There has already been interesting commentary on this subject, unfortunately it is by an individual who also wants to sell his book. Nonetheless, there is a large monetary incentive for the pharmaceutical industry to promote statins to the general population. One is left wondering if there could be a subgroup of asymptomatic individuals who really don’t need primary prevention treatment of hyperlipidemia, or if there are individuals in whom the risks of drug side effects exceeds the reward of primary prevention therapy.

With studies like this, there is no question that patients can become confused. Should I stop my statin drug? What drug is best?

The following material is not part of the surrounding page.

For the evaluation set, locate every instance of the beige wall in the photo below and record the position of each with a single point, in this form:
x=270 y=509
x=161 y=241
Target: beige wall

The answer here is simple: ask your doctor. This article is not justification for discontinuation of statins, especially since it, too, is flawed by the retrospective nature of their data. Rather, the authors' point appears to expose an area that should be studied further to assure our ounce of prevention is not worse than a pound of the disease.

-Wes

Reference: J Abramson and JM Wright ,”Are lipid-lowering guidelines evidence-based?” Lancet, 20-26 Jan 2007, Vol 369, Issue 9557, pp 168-169.

2 comments:

Artemis said...
This comment has been removed by the author.
Artemis said...

Look for even more debate on this subject based on the new article stating that men with low LDL levels seem to be at higher risk of developing Parkinson's disease. Have we created a new category of "drug-induced Parkinsonism"?
A

PS that's my deleted comment -- too many buttons to choose from!